In passato si identificava l’innovazione con il cambiamento tecnologico, Prencipe sottolinea come oggi sappiamo che è in realtà soprattutto un fenomeno socio-antropologico. «Ogni rivoluzione industriale ha cambiato il nostro modo di essere, di fare, di organizzarci: pensiamo all’elettricità, alla macchina a vapore, a internet e oggi all’intelligenza artificiale. Ma attenzione: siamo noi a creare le tecnologie, e dobbiamo imparare ad adottarle, non ad adattarci passivamente. Mi viene in mente Gianni Rodari, che scrisse una fiaba bellissima, La macchina per fare i compiti. Un omino vendeva questa macchina non in cambio di denaro, ma chiedendo in cambio il cervello dei bambini. Una metafora potente: se abbandoniamo i nostri processi cognitivi, rischiamo di perdere il contatto con la realtà. Voliamo via, ma diventiamo anche prigionieri. Ecco perché serve un approccio umanistico al cambiamento tecnologico».

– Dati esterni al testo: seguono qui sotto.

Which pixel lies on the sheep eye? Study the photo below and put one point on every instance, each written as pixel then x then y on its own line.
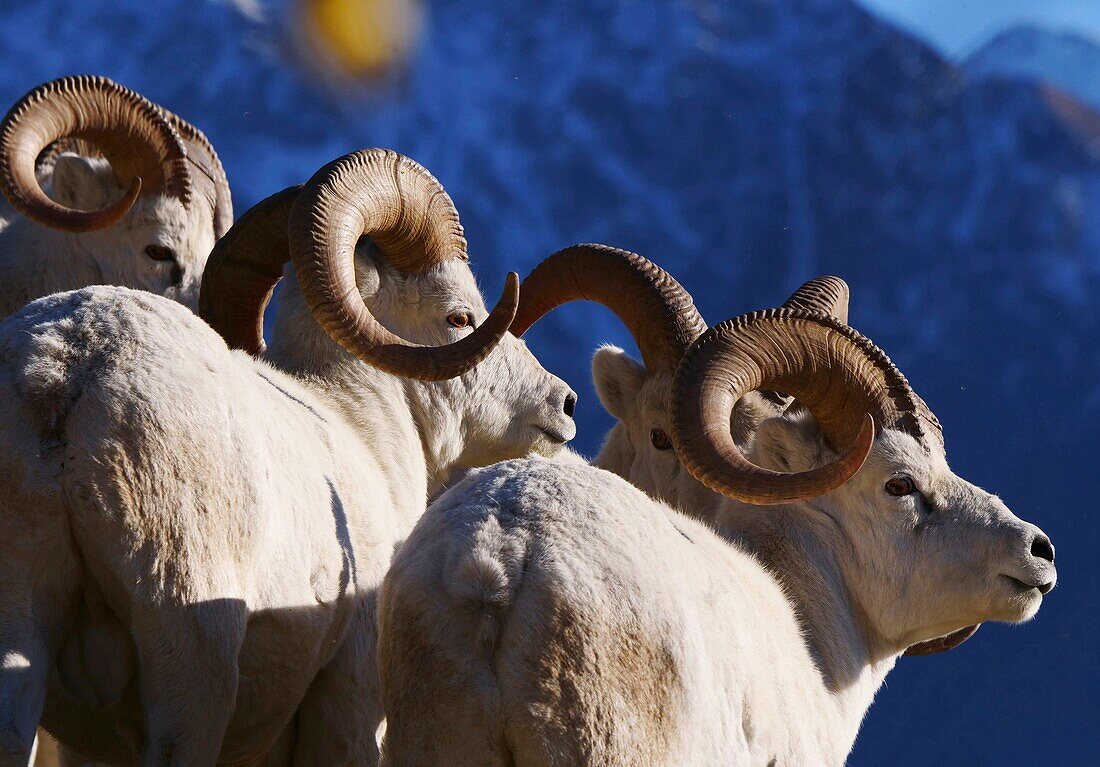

A tal proposito Prencipe condivide la posizione del filosofo Luciano Floridi, che chiede alla generazione nata nel mondo analogico e diventata digitale di “restare essere umani analogici”: «Nel prossimo saggio, che sto scrivendo con Massimo Sideri, sottolineiamo l’importanza di conservare quelli che Calvino chiamava “i tratti gelosamente umani”: attenzione, memoria, essenza, immaginazione, confini».
Infine, Prencipe ha riflettuto sulla necessità di riformare il sistema universitario italiano, prendendo esempio da quello americano, capace di differenziare missioni e percorsi: «Negli Stati Uniti ci sono community college, università di ricerca, università statali e private, ognuna con la propria missione. Questo permette di rispondere a mercati del lavoro diversi».
Infine un appello anche alle piccole e medie imprese: «Serve più coraggio nel reclutare laureati, dare spazio ai giovani formati all’estero, favorire passaggi generazionali intelligenti. Solo così si innova davvero il tessuto produttivo. E il Sud, che spesso viene sottovalutato, può sorprendere con modelli virtuosi».